Cheap and Secure Web Hosting Provider : See Now

# [Solved]: Represent string as concatenations

, ,
Problem Detail:

If $S_1,S_2$ are set of strings, then $S_1S_2 = \{s_1s_2|s_1\in S_1, s_2\in S_2\}$. $S^0=\{\epsilon\}$, $\epsilon$ is the empty string. $S^n = S^{n-1}S$.

Two related problems about represent string as concatenation of other strings.

1. Given a finite set $S$ of strings, how to decide if there exist a string can be written as concatenations of elements in $S$ in two different ways?

2. Given a finite set $S$ of strings and $n$, how can one compute the smallest set of strings $T$, such that $S\subset T^n$?

(Bonus: what about infinite $S$, at least when it's regular? For the second problem when $S$ is infinite, we might ask to find a minimal $T$ under set inclusion.)

#### Answered By : Hendrik Jan

I will try (1) and go for infinite (the bonus).

The finite case is called the code problem: finding possible decompositions is like decoding. Its classical algorithm is called Sardinas–Patterson. It is not immediately clear it is a finite search space. The lengths of the decomposition might be long. Still it is not Post Correspondence as that has additional restrictions.

The finite case has a simple regular language solution: for every pair of distinct $s,t \in S$ test whether the regular set $s S^* \cap t S^*$ is empty. (The Sardinas-Patterson tries that "in parallel".) This does not work in the infinite case as there would be infinitely many $s,t$ to test.

In the infinite (but regular) case I would build a new finite state automaton based on an automaton for $S$. It simulates in parallel the two different decompositions by keeping track of a pair of states, one for each decomposition. On a letter both pairs make a step on the same letter. In a final state each component may either restart (it has seen an element in $S$) or proceed (trying to find a longer word in $S$).

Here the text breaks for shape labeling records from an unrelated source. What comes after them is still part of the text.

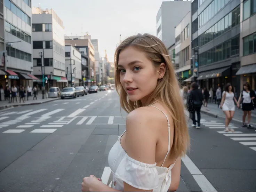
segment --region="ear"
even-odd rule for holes
[[[165,64],[162,63],[160,64],[159,66],[159,74],[160,75],[159,79],[162,79],[165,74],[166,66]]]

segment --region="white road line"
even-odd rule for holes
[[[256,141],[256,137],[230,137],[234,141]]]
[[[35,129],[32,131],[31,133],[53,133],[57,130],[57,129]]]
[[[85,111],[85,109],[79,109],[69,115],[67,117],[74,117]]]
[[[86,125],[91,125],[94,120],[97,116],[93,116],[91,118],[90,120],[88,121],[88,122],[86,123]]]
[[[31,111],[33,111],[33,109],[30,109],[29,110],[26,110],[26,111],[21,111],[21,112],[19,112],[17,113],[17,115],[20,115],[21,114],[23,114],[24,113],[28,113],[29,112],[30,112]]]
[[[256,133],[241,133],[240,134],[223,134],[225,136],[233,137],[237,136],[243,137],[255,137],[256,136]]]
[[[3,132],[3,133],[21,133],[25,131],[25,129],[9,129]]]
[[[217,132],[218,133],[219,133],[226,134],[228,134],[229,135],[230,135],[231,134],[233,134],[234,135],[235,134],[239,134],[239,133],[243,133],[243,132],[242,132],[242,131],[235,131],[234,133],[232,133],[232,132],[226,132],[225,131],[217,131]]]
[[[33,126],[34,126],[34,125],[23,125],[17,126],[16,128],[29,128],[30,127],[32,127]]]
[[[8,119],[9,118],[9,117],[0,117],[0,121],[5,119]]]
[[[64,110],[64,109],[57,109],[54,110],[53,111],[52,111],[50,112],[49,112],[49,113],[45,113],[45,114],[43,114],[43,115],[41,115],[41,117],[49,117],[51,116],[51,115],[53,115],[53,114],[54,114],[55,113],[58,113],[59,112],[60,112],[62,111],[63,111],[63,110]]]
[[[244,145],[256,145],[256,142],[239,142]]]
[[[86,119],[87,119],[88,118],[88,117],[83,117],[82,118],[82,119],[80,120],[78,123],[77,123],[77,125],[82,125],[83,124],[83,123],[84,122]]]
[[[61,127],[63,126],[63,125],[44,125],[41,126],[40,127]]]
[[[109,121],[107,122],[108,125],[112,125],[113,124],[114,121],[114,116],[110,116],[109,118]]]
[[[181,159],[202,191],[217,192],[211,183],[187,155],[185,155],[184,157],[182,158]]]
[[[14,114],[15,113],[16,113],[17,112],[17,111],[13,111],[13,112],[9,112],[9,113],[5,113],[4,114],[1,114],[0,115],[0,116],[12,115],[13,114]]]
[[[29,113],[28,113],[24,115],[21,115],[19,118],[20,118],[22,119],[24,119],[24,117],[28,117],[28,116],[31,115],[33,115],[34,114],[35,114],[35,113],[40,113],[40,112],[42,112],[42,111],[45,111],[46,110],[47,110],[47,109],[41,109],[37,110],[36,111],[32,111],[31,112],[30,112]]]

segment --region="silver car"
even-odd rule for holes
[[[65,87],[61,92],[61,98],[63,99],[65,97],[75,98],[77,96],[77,91],[74,87]]]

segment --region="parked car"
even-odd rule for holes
[[[92,86],[89,88],[88,93],[98,93],[99,90],[99,87],[97,86]]]
[[[77,97],[77,91],[74,87],[65,87],[61,92],[61,98],[63,99],[65,97],[75,98]]]
[[[61,90],[57,87],[51,87],[48,92],[48,97],[59,97],[61,95]]]
[[[77,95],[78,97],[80,95],[83,96],[85,94],[85,89],[83,86],[79,86],[75,87],[75,90],[77,91]],[[87,95],[87,94],[86,94]]]
[[[100,91],[106,91],[107,88],[104,85],[102,85],[99,87]]]

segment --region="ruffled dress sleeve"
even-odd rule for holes
[[[115,176],[135,188],[152,190],[157,188],[159,184],[156,165],[141,162],[126,154],[117,168]]]

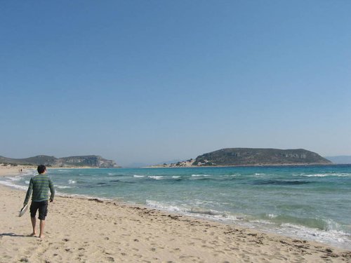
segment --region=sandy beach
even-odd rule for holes
[[[0,175],[18,168],[0,169]],[[30,237],[25,192],[0,185],[0,262],[351,262],[326,245],[117,201],[56,196]]]

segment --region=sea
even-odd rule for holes
[[[26,190],[36,174],[0,177],[0,184]],[[351,165],[48,168],[47,174],[60,195],[142,205],[351,250]]]

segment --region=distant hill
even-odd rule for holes
[[[328,156],[324,158],[336,164],[351,163],[351,156]]]
[[[48,156],[46,155],[38,155],[37,156],[22,159],[0,156],[0,163],[29,166],[44,164],[47,166],[54,167],[117,167],[114,161],[107,160],[97,155],[69,156],[62,158],[55,158],[54,156]]]
[[[196,166],[331,164],[319,154],[303,149],[227,148],[197,156]]]

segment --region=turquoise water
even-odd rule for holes
[[[26,189],[29,171],[0,183]],[[351,249],[351,166],[48,169],[58,193],[119,200]]]

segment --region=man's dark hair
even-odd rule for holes
[[[45,167],[45,166],[41,164],[40,166],[38,166],[38,169],[37,169],[38,170],[38,173],[43,173],[44,172],[45,172],[46,170],[46,167]]]

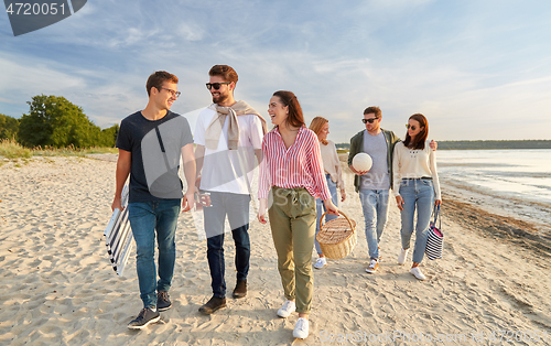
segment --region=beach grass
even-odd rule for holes
[[[0,156],[11,160],[31,158],[32,150],[23,148],[13,139],[3,139],[0,141]]]
[[[24,148],[13,139],[3,139],[0,141],[0,156],[9,160],[29,159],[32,156],[86,156],[87,154],[97,153],[117,153],[117,148],[52,148],[36,147],[33,149]]]

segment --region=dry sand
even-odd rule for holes
[[[173,307],[161,313],[162,323],[130,331],[127,324],[141,309],[134,258],[117,277],[102,236],[111,214],[115,155],[33,158],[20,165],[0,166],[1,345],[363,345],[369,337],[369,344],[437,345],[439,335],[446,344],[510,344],[507,334],[499,340],[499,331],[509,332],[515,344],[551,345],[551,251],[529,224],[446,199],[444,184],[444,259],[423,261],[429,280],[420,282],[409,266],[397,264],[400,220],[393,205],[381,242],[383,261],[368,274],[364,219],[349,175],[342,209],[358,223],[358,246],[315,271],[307,339],[292,338],[296,314],[276,315],[284,298],[269,226],[259,223],[250,227],[247,298],[229,299],[228,309],[210,316],[197,312],[210,296],[210,279],[206,241],[191,214],[179,220]],[[525,227],[523,235],[515,231]],[[229,291],[234,253],[227,236]],[[421,339],[391,342],[401,332]],[[482,343],[473,339],[479,333]]]

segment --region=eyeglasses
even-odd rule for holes
[[[361,121],[364,121],[364,123],[374,123],[375,120],[379,120],[379,118],[370,118],[370,119],[361,119]]]
[[[161,90],[169,90],[169,93],[171,93],[171,94],[172,94],[172,97],[174,97],[174,98],[179,98],[179,97],[180,97],[180,95],[182,94],[182,93],[180,93],[180,91],[175,91],[175,90],[173,90],[173,89],[166,89],[166,88],[163,88],[163,87],[160,87],[159,89],[161,89]]]
[[[215,90],[218,90],[220,88],[220,85],[226,85],[226,84],[230,84],[231,82],[224,82],[224,83],[207,83],[206,86],[207,86],[207,89],[210,90],[210,88],[214,88]]]

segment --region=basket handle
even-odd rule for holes
[[[327,215],[327,213],[328,213],[328,210],[327,210],[327,212],[325,212],[325,213],[323,213],[322,217],[320,217],[320,229],[322,229],[322,226],[323,226],[323,224],[322,224],[322,221],[323,221],[323,217],[324,217],[325,215]],[[354,231],[354,226],[352,225],[352,221],[350,221],[350,219],[348,218],[348,216],[346,216],[346,214],[344,214],[342,210],[338,210],[338,214],[343,215],[343,216],[346,218],[346,220],[348,221],[348,225],[350,225],[350,230],[353,230],[353,231]],[[345,230],[345,231],[346,231],[346,230]]]

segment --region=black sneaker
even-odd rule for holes
[[[149,307],[143,307],[140,313],[138,314],[138,317],[134,320],[130,321],[128,324],[128,327],[130,329],[141,329],[150,325],[151,323],[155,323],[159,320],[161,320],[161,315],[159,314],[159,311],[152,311]]]
[[[160,291],[156,293],[156,310],[165,311],[172,307],[172,302],[169,299],[169,292]]]
[[[199,307],[199,312],[205,315],[209,315],[223,307],[226,307],[226,299],[213,295],[213,298],[205,305]]]
[[[235,299],[244,298],[247,295],[247,280],[237,281],[236,289],[233,296]]]

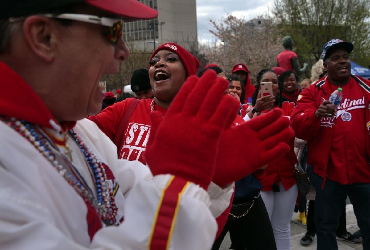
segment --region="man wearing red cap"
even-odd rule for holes
[[[157,14],[136,0],[14,0],[0,8],[3,248],[212,246],[217,230],[212,212],[223,208],[211,212],[212,195],[205,189],[220,138],[233,120],[229,114],[238,108],[224,94],[224,80],[210,74],[191,78],[165,116],[152,113],[150,169],[118,160],[109,139],[83,119],[101,108],[102,74],[116,73],[129,56],[123,20]],[[209,93],[192,90],[204,84],[211,86]],[[276,114],[281,135],[291,136]],[[276,153],[287,145],[280,146]]]
[[[3,4],[1,248],[209,249],[217,226],[205,188],[221,135],[233,119],[228,114],[238,109],[224,95],[227,83],[209,74],[193,77],[165,117],[153,112],[150,169],[118,160],[109,139],[83,118],[101,108],[102,74],[116,73],[129,56],[123,20],[151,19],[157,12],[136,0]],[[209,93],[192,91],[199,84],[212,85]]]
[[[252,96],[256,90],[256,87],[252,85],[249,78],[249,71],[247,66],[243,63],[238,63],[232,67],[231,73],[239,76],[244,82],[245,86],[245,97],[244,103],[252,102]]]

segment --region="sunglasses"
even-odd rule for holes
[[[115,44],[117,43],[117,41],[119,38],[123,38],[123,34],[122,32],[122,27],[123,26],[123,21],[120,19],[99,17],[92,15],[69,13],[59,15],[47,14],[43,14],[40,15],[50,18],[85,22],[110,27],[109,33],[108,34],[108,38],[114,44]],[[23,20],[25,18],[24,17],[15,18],[10,17],[9,18],[9,21],[10,22],[14,22]]]

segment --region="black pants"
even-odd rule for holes
[[[361,230],[363,248],[370,250],[370,183],[342,185],[327,179],[322,188],[323,181],[322,177],[314,175],[317,250],[338,249],[335,230],[347,195],[353,205],[357,224]]]
[[[340,235],[347,232],[346,225],[346,204],[339,217],[339,225],[337,229],[337,235]],[[311,234],[316,233],[316,224],[315,224],[315,201],[310,201],[308,205],[308,214],[307,215],[307,232]]]
[[[275,238],[266,207],[260,196],[255,199],[249,212],[236,221],[228,221],[212,247],[218,250],[228,231],[232,249],[236,250],[276,250]]]

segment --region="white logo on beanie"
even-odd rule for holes
[[[169,48],[171,48],[173,49],[174,51],[176,50],[177,49],[177,47],[175,46],[174,45],[172,45],[172,44],[165,44],[163,45],[163,47],[168,47]]]

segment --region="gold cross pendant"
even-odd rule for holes
[[[63,134],[64,136],[64,142],[65,144],[65,150],[64,150],[64,153],[68,157],[68,159],[69,159],[71,162],[72,162],[73,161],[73,159],[72,159],[72,154],[71,153],[73,152],[73,150],[70,148],[68,144],[67,144],[67,140],[68,140],[67,132],[64,131],[63,132]]]
[[[69,159],[71,161],[71,162],[73,161],[73,159],[72,159],[72,154],[71,153],[73,152],[72,149],[69,148],[68,146],[68,145],[65,143],[65,150],[64,150],[64,153],[68,157],[68,159]]]

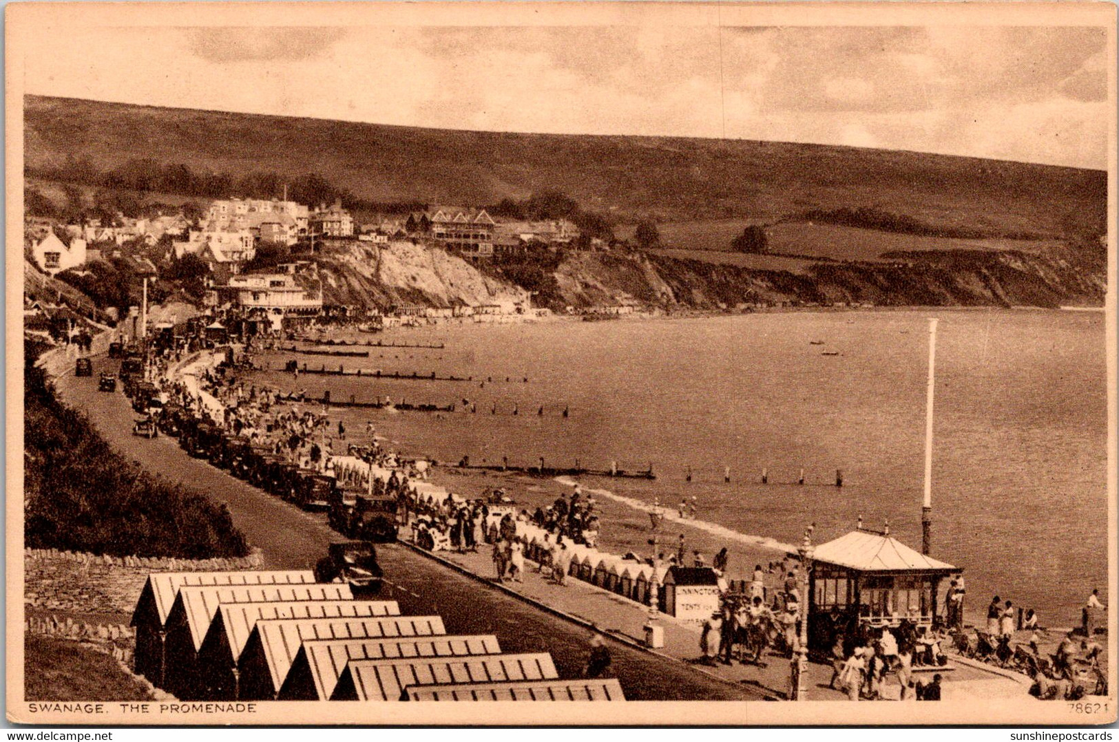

Now we need one additional boolean addition to the state-pair as we need to check whether the two components made different choices in at least one point. Accept if both simulations end in a final state (and we have seen a point where the two decompositions differed). Now again there are no two different decompositions for the same string iff the language of the automaton is empty.

And indeed, for context-free the problem must be undicidable, but I do not have a reference at hand now.